If there were no penalties during this time frame, ask the client what happened during this time frame. Maybe they launched a new site design and didn’t set canonicals, alternate versions, etc… They could have started indexing pages like search queries with thin content (you can see this in search console by looking for an increase in indexed pages) or numerous other things. In the site we’re talking about here it resembled a Panda penalty,,,,but wasn’t one. Just a devaluation.
If nothing was changed on the site, then go under the secondary sorting in Google Analytics and select landing pages in the acquisition category. This will let you see a traffic drop on specific pages with the source of Google or SEO and for that time frame.

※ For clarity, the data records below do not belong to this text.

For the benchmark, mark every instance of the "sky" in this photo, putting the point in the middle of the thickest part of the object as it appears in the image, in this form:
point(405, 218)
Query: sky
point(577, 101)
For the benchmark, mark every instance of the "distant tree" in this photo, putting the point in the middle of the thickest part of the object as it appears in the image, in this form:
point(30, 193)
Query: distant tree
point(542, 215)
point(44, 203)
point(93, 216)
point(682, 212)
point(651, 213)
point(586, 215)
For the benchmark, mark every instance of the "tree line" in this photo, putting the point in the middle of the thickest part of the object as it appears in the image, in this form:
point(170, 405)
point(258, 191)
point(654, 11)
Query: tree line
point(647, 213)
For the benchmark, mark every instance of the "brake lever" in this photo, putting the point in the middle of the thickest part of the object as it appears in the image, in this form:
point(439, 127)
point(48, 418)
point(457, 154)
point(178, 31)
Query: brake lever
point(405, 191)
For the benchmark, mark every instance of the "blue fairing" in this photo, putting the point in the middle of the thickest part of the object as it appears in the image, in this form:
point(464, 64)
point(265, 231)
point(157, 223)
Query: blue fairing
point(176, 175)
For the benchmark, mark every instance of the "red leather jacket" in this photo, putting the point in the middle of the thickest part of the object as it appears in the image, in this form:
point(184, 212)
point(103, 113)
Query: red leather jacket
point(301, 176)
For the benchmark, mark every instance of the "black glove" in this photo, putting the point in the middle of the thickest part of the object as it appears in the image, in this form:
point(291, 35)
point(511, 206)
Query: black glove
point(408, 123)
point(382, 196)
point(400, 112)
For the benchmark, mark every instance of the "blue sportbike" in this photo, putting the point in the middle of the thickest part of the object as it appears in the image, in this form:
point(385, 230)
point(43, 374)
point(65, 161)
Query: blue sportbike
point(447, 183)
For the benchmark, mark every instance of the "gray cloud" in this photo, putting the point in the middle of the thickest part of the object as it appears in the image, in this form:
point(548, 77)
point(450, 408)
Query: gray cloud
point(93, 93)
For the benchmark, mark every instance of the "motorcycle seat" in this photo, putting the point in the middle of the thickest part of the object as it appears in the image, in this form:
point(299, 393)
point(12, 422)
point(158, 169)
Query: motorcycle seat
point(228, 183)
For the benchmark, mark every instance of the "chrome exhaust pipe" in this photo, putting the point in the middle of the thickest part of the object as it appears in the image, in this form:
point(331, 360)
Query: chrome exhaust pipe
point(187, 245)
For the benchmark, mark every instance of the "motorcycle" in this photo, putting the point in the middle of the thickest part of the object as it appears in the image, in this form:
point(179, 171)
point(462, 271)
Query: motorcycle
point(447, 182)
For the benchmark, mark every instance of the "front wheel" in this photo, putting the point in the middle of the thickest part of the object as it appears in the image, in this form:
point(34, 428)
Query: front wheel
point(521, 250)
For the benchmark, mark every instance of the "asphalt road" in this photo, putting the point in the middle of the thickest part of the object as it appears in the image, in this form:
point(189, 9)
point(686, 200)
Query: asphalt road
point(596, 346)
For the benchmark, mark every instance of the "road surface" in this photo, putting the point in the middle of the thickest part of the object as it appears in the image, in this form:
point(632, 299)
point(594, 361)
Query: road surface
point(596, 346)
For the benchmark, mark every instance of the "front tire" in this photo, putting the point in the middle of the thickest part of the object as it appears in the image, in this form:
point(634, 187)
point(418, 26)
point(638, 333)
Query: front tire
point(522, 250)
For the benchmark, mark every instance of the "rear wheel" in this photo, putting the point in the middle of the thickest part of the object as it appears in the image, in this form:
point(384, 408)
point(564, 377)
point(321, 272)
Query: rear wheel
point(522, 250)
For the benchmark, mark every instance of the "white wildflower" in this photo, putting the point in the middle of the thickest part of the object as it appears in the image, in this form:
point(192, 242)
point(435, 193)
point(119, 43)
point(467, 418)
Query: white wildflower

It may have been they lost a series of keywords and you need to focus on getting that page back up.
If you can select that time frame in search console, you may be able to see which queries it was as well by comparing keywords to landing page.
Note: this is an example from my blog and not the client’s site.
In the screen shot above you’ll see an example of a keyword which generates 1 page result in Google but 4 in bing and Yahoo!. This means that these search engines feel there is more than 1 possible answer for this query within the website. This could be a reason why your site lost it’s rankings. This tool which is the one from the screen shot above takes about 24 hours to run and then you’ll be able to see for yourself. It is awesome for trouble shooting competing pages. Now back to the recovery. We handled this like a Panda penalty.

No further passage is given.